NVIDIA tweeted to hype Borderlands 4: RTX On for Rise Against Kairos and some ultimate Vault Hunter-y good stuff. And gamers? Well, they are HISTORY. The responses are full of those performance complaints. It is just downright crazy.
Straight away, Dragoneye shoots back, “Its WILD Nvidia is advertising this game when it struggles even on a 5090.” Big yikes there. So, if the almost-top-tier card, conceptually, and not even out yet cannot handle it, what does that say about the rest of us with, you know, actual current-gen hardware? Major red flags.
The Yamabushi then chimes, “At a raging 20 FPS!!!” Damn. Twenty. Frames. Per. Second. That is not a next-gen experience; that is a slideshow. Maybe an extremely pretty, ray-traced slideshow, but still. You can’t be the ultimate Vault Hunter if you’re moving in stop motion.
FoxPurple has asked the question everyone is thinking: “@NVIDIAGeForce How is it 10/10 with such a bad performance?” Which is fair. How would you award a perfect score to something that apparently runs so poorly? It just makes the whole promotion sound a bit disingenuous, as if they’re emphasizing the tech demo aspect over the real, play-within-a-minute-time experience.
Things get even messier on the highly technical level. Soundsarcasm puts down a long thread asking Grok to discuss the cons of DLSS. Being an AI, it’s very useful for dropping “knowledge bombs” about some user reports from different forum and YouTube examples describing situations where DLSS introduced “artifacts, ghosting or blurriness.” They continue with a single, very concrete example- Cyberpunk 2077, where tests showed it probably reduces slight detail at the benefit of higher framerates.
Ultimately, you have to choose your poison. It’s never a free lunch. DLSS is the AI-fueled magic that upscales a lower-resolution image to run faster, but sometimes it all falls apart. You might get to see all the pretty lighting, but the image might not be as crisp as true native rendering. It is a trade-off: fidelity or framerate, and framerate is usually king for a fast-paced looter-shooter like Borderlands.

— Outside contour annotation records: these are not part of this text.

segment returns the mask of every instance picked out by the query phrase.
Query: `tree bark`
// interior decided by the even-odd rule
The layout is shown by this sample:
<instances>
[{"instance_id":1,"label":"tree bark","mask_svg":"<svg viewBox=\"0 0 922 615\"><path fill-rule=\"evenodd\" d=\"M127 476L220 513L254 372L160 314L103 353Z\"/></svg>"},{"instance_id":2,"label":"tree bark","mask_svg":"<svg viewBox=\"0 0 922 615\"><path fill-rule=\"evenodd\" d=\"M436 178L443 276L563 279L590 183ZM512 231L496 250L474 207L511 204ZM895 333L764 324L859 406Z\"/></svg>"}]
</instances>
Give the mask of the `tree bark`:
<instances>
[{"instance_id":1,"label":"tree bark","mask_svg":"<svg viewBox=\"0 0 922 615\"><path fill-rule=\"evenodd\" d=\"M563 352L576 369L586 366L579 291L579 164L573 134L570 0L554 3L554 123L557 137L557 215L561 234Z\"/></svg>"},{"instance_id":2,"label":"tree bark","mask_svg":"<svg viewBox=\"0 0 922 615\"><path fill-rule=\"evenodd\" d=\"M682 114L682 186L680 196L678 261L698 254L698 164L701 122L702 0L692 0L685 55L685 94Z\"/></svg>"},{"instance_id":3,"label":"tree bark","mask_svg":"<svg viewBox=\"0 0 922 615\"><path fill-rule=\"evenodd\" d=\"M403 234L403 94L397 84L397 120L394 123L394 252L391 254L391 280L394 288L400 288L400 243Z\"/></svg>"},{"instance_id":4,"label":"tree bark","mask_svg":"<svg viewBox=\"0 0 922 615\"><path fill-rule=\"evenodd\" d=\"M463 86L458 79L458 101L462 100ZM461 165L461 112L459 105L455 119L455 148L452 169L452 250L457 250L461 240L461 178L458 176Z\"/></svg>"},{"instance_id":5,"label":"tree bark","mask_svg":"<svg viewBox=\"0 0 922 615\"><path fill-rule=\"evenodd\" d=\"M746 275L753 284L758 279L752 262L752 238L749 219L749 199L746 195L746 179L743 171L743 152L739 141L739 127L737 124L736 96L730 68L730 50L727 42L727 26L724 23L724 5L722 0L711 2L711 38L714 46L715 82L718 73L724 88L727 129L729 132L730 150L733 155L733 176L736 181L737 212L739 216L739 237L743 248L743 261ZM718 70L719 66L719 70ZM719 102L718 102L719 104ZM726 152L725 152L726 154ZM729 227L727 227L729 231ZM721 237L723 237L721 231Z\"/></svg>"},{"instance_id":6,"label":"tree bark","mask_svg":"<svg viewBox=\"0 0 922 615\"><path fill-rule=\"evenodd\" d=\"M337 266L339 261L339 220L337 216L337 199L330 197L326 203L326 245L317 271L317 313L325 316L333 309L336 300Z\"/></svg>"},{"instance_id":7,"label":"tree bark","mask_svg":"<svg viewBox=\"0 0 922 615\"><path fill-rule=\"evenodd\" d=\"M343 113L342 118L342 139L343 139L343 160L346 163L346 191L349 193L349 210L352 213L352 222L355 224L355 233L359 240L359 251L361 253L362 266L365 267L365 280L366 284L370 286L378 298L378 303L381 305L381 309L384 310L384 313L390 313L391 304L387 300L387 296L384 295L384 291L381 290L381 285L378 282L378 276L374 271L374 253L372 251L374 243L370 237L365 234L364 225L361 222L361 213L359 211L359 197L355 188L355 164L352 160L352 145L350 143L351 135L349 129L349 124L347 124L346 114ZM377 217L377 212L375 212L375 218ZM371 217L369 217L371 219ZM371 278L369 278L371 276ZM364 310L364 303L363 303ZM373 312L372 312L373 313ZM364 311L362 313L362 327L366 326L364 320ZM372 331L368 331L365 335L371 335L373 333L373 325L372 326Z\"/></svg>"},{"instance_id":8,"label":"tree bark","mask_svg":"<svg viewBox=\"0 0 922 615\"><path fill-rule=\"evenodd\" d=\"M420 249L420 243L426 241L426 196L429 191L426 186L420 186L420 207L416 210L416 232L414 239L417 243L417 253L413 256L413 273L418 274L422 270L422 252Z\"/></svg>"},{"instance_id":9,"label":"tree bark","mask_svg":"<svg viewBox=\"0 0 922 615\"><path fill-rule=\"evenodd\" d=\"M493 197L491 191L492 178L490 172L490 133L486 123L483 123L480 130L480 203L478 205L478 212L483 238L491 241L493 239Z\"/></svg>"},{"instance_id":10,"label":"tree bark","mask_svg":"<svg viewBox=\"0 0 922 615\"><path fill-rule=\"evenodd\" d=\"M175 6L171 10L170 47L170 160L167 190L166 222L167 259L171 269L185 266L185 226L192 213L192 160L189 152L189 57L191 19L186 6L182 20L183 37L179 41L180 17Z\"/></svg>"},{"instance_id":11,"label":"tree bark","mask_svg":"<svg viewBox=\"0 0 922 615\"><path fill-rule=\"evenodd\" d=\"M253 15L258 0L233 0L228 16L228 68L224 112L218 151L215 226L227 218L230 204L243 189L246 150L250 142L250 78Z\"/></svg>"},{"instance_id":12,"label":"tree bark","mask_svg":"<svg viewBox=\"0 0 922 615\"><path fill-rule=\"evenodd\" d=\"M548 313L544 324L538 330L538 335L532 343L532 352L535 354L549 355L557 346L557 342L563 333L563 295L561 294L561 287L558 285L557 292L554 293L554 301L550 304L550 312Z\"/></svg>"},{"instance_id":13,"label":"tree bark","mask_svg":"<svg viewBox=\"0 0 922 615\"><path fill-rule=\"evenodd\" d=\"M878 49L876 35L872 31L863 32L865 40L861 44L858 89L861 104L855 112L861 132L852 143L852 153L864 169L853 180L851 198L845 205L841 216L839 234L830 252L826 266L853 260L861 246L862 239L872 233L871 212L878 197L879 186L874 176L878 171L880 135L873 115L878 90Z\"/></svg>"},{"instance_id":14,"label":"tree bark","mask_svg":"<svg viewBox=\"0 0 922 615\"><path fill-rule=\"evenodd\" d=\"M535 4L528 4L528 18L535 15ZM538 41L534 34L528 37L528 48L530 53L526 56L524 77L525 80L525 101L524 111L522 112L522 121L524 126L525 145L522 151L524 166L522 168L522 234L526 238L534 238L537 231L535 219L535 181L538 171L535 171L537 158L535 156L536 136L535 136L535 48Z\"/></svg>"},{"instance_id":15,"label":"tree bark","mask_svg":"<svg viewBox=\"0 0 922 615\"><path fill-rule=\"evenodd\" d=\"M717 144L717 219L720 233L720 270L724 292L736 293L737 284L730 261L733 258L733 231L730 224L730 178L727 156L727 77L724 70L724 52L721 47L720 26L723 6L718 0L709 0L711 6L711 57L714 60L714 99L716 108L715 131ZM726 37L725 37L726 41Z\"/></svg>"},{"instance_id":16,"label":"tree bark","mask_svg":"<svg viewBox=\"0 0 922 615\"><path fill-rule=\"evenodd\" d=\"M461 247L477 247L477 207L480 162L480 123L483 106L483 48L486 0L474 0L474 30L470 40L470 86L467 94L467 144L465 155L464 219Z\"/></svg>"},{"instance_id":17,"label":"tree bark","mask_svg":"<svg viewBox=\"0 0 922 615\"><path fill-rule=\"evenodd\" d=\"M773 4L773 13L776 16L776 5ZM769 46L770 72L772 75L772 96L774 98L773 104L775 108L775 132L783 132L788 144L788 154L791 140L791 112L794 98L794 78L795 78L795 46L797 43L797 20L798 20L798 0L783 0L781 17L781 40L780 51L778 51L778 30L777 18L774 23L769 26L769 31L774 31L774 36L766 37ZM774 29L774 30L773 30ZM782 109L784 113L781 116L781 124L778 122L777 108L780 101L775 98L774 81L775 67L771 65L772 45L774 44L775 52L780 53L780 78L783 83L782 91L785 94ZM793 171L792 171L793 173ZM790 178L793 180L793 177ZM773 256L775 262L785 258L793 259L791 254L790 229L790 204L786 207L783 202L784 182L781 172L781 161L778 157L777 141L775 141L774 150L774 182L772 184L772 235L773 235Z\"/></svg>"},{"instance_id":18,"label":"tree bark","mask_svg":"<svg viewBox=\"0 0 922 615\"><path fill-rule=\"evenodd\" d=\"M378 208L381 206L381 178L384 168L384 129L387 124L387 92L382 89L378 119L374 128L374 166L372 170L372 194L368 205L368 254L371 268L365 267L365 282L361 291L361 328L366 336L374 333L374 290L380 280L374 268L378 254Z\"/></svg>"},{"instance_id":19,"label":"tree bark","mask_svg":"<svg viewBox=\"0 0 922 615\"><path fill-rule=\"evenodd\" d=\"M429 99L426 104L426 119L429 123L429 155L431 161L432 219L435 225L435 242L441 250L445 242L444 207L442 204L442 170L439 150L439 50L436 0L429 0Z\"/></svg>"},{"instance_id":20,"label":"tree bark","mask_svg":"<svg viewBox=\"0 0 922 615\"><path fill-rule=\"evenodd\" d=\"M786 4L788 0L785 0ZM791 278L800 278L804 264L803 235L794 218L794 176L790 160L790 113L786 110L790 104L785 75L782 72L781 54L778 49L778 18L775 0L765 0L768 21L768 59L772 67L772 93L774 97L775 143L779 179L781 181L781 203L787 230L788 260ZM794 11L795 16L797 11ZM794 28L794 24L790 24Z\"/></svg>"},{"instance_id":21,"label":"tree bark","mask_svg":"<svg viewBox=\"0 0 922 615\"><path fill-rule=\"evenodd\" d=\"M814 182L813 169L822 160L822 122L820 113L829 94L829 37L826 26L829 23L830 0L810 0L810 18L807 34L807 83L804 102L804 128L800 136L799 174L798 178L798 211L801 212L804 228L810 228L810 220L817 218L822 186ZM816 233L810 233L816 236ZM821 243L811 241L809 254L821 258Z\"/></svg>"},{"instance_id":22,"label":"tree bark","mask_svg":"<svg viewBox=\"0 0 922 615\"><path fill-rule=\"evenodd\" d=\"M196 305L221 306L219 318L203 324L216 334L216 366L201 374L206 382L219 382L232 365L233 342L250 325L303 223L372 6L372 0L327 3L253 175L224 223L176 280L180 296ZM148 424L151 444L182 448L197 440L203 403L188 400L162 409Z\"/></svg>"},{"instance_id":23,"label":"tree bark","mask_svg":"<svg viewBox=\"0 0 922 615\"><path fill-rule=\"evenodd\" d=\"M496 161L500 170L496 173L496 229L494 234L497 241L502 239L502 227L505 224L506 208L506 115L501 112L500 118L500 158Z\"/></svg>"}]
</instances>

But Grok goes even further, stating casually that NVIDIA is under investigation by the US DOJ, France, and China for “anti-competitive acts like customer lock-in and monopoly violations.” Whoa. That escalated really fast…Wei from “my game is stuttering” to “this corporation might be a monopoly.” They suggest that real competition among AMD and Intel could actually benefit us as consumers in terms of pricing and innovation. So, in a way, all the push for their proprietary tech looks to be just a part of something higher and somewhat shady.
It is much to unpack. On one side, there is NVIDIA hyping this gorgeously-looking new Borderlands game full blast with their cutting-edge tech turned on. On the other side, the players are reporting that the outright horrendous performance is even questioning the tech’s integrity and the company behind it. The whole thing creates this weird disconnect between marketing hype and grounded reality.
This is a real bummer for gamers who are just looking forward to shooting some skags and collecting a billion guns. You want the game to look nice, sure-but it has to run fine. Smooth gameplay is everything; all the ray tracing in the world is worthless if the game is chugging along like it’s running on a potato.
So, it’s a really tough spot for Gearbox Software. Since they’re the ones developing the title, it’s a really tough spot in that the biggest visual showcase they have for this game has been sullied because of how bad the performance is, courtesy of one particular partner technology. That must be hard to take. You spend years crafting this thing, and the very first thing that gets said about it is, well it’s not running well with the fancy graphics switched on.
What was I saying? Oh right. So the overall vibe from the community is super-skeptical. It’s not just “Oh, this is poorly optimized.” It’s an entire ecosystem of conversations branching into the trade-offs of upscaling tech, the value of native performance, even on to the business practices of a tech giant. All from one tweet trying to sell us on pretty lights.
In the end, all this increases the wariness of the people. It gives you pause, questioning if that “RTX On” button is really worthwhile being ticked. Maybe for a screenshot but for actually playing the game? Probably not. Here’s hoping that Gearbox and NVIDIA manage to sort these things out before launch as nobody in their right mind wants to take on a boss named Kairos at 20 frames a second. Nightmare fuel. The ultimate Vault Hunter deserves a smooth ride, especially on PlayStation or Xbox.